When i delete it, you have an error one line 105 ( $echo) :

function PageCode($oTemplate = null)
{
    global $echo;
    global $_page;
    global $_page_cont;
    global $oSysTemplate;

    if(empty($oTemplate))
       $oTemplate = $oSysTemplate;

       bx_import('BxDolAlerts');
    $oZ = new BxDolAlerts('system', 'design_before_output', 0, 0, array('_page' => &$_page, '_page_cont' => &$_page_cont));
    $oZ->alert();

    header( 'Content-type: text/html; charset=utf-8' );
    $echo($oTemplate, 'page_' . $_page['name_index'] . '.html');
}

My website had been hacked, i've remove scripts and files added, but i think  this code is a backdoor.
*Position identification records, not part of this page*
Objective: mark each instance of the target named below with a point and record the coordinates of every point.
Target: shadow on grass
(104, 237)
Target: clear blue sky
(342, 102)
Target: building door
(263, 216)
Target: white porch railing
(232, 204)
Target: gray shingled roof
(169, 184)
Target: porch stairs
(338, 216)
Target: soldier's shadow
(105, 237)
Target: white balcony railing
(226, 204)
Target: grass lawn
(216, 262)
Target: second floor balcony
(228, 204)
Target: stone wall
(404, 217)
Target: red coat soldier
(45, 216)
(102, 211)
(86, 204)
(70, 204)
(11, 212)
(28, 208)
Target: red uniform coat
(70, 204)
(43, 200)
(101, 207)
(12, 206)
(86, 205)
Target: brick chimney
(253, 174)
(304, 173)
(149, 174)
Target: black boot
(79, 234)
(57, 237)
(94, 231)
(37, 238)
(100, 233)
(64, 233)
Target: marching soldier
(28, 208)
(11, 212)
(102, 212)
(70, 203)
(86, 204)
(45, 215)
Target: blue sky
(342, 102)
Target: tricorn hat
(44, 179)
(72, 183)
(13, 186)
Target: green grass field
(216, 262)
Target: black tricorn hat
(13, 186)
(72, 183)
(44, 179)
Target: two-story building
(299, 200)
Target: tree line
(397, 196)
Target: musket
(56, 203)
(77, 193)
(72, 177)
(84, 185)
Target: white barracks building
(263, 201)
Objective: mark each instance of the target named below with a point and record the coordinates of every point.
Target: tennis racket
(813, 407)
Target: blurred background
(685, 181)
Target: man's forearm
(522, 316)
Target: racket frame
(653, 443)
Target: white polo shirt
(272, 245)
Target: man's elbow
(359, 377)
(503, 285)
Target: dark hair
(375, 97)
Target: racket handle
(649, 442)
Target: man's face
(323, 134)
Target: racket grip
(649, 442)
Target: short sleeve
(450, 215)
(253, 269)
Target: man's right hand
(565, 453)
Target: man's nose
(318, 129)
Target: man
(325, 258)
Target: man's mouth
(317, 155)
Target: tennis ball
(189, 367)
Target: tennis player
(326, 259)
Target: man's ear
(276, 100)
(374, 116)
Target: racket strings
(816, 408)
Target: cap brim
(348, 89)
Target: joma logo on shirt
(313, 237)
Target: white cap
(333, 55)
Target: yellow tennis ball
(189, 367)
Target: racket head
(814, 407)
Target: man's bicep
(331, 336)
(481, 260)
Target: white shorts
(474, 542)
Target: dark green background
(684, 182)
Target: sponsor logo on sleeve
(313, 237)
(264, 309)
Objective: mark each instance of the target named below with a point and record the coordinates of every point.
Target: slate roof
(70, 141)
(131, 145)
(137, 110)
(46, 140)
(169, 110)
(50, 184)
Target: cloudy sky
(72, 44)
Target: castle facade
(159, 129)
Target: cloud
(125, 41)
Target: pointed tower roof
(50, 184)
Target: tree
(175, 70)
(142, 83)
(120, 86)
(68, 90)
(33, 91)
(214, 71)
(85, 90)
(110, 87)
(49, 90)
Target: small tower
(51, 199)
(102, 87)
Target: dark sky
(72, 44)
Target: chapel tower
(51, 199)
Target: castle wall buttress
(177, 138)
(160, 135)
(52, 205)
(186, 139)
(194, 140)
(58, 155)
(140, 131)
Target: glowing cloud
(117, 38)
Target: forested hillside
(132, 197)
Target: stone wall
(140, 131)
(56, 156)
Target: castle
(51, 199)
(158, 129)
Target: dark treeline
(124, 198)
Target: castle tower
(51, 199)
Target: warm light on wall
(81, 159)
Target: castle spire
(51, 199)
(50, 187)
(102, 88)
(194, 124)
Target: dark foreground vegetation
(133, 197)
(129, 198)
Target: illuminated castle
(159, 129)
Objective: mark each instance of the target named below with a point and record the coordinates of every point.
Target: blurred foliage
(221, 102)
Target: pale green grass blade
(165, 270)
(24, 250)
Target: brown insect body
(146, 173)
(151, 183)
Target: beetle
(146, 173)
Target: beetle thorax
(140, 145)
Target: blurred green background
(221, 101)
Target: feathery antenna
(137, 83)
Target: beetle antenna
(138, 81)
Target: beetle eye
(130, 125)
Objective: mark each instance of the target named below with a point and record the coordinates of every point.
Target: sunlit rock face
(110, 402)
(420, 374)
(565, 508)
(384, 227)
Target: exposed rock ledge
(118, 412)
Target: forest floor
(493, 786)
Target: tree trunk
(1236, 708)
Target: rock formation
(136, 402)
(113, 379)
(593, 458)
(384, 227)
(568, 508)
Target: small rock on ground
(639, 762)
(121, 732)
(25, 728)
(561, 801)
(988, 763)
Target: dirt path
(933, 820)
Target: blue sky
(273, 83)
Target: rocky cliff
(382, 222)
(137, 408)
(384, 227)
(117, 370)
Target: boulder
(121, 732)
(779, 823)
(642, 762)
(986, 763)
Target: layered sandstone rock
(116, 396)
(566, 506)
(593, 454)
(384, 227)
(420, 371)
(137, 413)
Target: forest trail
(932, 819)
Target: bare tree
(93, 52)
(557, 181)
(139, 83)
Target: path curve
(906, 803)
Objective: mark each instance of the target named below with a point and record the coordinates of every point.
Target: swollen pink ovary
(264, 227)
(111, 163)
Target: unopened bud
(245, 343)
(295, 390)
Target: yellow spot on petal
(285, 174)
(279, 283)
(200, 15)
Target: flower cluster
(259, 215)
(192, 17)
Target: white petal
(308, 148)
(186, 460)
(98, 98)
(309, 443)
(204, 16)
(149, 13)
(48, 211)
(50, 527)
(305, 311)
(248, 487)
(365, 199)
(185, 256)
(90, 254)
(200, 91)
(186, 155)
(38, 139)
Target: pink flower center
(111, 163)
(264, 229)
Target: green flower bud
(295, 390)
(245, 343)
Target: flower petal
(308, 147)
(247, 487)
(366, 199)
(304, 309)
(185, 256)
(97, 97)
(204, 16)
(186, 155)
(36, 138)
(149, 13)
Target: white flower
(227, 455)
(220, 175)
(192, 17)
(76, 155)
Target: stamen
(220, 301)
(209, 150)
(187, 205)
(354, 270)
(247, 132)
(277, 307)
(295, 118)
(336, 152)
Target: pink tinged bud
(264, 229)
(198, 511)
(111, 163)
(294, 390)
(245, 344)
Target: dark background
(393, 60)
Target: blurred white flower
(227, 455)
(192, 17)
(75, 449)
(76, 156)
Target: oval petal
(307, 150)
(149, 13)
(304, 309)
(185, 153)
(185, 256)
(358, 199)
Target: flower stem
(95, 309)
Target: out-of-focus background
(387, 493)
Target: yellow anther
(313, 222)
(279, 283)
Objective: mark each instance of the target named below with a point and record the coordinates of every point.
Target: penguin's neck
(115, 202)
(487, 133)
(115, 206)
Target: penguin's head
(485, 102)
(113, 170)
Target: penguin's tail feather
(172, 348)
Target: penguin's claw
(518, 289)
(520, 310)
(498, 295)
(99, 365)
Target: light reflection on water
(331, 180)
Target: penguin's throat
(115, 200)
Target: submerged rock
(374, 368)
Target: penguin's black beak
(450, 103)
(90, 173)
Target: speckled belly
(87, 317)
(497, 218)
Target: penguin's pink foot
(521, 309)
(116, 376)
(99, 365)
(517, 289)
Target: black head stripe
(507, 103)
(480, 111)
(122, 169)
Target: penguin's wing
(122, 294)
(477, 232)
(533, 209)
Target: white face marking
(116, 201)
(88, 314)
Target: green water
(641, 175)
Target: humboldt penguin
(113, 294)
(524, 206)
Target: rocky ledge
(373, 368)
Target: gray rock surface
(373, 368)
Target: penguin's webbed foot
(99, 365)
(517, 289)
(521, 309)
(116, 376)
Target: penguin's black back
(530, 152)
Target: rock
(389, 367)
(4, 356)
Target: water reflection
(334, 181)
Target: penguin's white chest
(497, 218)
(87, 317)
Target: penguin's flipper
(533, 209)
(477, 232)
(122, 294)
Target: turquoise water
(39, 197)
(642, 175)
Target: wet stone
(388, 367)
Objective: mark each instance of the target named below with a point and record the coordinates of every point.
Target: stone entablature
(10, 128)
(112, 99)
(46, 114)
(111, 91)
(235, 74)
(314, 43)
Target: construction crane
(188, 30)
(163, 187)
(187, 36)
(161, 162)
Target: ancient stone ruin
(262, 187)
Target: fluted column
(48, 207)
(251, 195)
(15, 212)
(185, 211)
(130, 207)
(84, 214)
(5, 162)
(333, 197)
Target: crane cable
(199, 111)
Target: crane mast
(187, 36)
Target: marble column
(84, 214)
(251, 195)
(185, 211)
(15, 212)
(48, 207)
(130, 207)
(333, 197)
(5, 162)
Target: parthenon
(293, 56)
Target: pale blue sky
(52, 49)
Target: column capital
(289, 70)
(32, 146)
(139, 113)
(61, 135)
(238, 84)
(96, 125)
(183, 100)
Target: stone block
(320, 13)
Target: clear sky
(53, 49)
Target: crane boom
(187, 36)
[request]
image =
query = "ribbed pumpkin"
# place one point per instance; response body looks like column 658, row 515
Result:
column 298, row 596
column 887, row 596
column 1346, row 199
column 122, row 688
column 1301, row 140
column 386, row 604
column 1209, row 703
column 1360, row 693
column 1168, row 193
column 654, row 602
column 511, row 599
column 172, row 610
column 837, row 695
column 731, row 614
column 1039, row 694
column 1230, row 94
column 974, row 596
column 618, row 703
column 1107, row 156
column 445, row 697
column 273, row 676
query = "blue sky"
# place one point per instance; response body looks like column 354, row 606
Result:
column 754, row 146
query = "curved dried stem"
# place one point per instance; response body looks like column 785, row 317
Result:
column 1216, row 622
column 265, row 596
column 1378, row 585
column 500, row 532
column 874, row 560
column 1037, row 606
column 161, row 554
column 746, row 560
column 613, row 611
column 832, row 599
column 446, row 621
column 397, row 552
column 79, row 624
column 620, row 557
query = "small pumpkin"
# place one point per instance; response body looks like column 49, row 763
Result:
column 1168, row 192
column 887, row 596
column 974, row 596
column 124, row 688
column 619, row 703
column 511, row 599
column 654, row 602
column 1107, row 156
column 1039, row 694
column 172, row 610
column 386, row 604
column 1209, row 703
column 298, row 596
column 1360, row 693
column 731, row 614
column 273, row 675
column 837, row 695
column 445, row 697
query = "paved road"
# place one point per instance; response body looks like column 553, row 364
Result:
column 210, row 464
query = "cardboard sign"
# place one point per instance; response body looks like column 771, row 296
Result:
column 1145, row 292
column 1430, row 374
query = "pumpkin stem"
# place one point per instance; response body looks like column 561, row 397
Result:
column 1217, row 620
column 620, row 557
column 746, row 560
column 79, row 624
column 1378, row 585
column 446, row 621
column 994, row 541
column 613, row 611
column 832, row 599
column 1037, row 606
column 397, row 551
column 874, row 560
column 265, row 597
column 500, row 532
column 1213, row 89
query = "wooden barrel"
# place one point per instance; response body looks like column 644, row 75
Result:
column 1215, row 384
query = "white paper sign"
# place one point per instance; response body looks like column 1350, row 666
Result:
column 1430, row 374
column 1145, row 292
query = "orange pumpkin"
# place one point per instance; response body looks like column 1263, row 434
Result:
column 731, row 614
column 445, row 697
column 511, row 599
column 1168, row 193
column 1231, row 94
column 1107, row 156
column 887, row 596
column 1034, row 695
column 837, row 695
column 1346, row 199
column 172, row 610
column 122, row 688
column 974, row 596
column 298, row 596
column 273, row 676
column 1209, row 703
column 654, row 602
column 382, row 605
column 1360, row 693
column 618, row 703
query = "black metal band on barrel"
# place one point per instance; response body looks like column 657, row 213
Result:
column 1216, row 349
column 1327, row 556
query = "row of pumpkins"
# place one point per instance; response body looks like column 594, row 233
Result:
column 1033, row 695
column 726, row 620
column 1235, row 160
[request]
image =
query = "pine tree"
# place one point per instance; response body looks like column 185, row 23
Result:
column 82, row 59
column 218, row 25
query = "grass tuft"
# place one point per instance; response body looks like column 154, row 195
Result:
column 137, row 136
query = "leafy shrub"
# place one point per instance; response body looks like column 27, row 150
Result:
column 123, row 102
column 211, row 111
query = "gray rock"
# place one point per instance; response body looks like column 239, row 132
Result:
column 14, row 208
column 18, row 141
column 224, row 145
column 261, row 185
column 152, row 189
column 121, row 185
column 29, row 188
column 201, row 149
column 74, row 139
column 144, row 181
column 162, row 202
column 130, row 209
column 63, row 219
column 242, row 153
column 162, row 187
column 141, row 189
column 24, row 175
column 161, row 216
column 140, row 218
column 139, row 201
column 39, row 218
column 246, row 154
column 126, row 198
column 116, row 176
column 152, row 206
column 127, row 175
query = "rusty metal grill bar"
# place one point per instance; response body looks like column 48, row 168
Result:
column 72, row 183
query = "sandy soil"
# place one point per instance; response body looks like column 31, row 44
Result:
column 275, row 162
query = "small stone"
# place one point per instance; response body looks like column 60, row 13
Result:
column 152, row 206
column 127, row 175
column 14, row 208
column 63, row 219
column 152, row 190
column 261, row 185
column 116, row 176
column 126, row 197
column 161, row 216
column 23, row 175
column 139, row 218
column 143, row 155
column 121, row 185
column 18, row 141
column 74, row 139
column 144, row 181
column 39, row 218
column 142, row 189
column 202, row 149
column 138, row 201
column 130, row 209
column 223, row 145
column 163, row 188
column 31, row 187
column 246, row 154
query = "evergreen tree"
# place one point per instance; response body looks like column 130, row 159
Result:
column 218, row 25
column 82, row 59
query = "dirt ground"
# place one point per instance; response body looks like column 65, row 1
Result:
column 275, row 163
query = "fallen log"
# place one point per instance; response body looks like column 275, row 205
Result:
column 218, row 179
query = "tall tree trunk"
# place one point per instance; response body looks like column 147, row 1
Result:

I've haven't found old version to compare the code.

Thank's for your help.

It seem's the code was hadded 1 year ago  :

https://github.com/boonex/dolphin.pro/blame/master/inc/design.inc.php

By https://github.com/Prashank25

It's base64 code for the license and footer. Dolphin obfuscates it to avoid easy tampering.

What version of Dolphin are you on? 7.3.2 and older are affected by a serious security vulnerability.

Ok, i trust you.

It look like an injection code, with the tabulations.

I use the 7.3.3 version.

I've upgraded each time, i receive boonex security notifications.

I can't say how your site was compromised, but I recommend making sure all your accounts have unique and strong passwords. Most often besides a vulnerability, this is because a cPanel or FTP account with a weak password was used. Also make sure you don't have any malware on your local computer. Any FTP accounts belonging to developers or other users that no longer require access should be deleted.

I run hundred of websites.

I will investigate this.

May be it's a bug in an external module.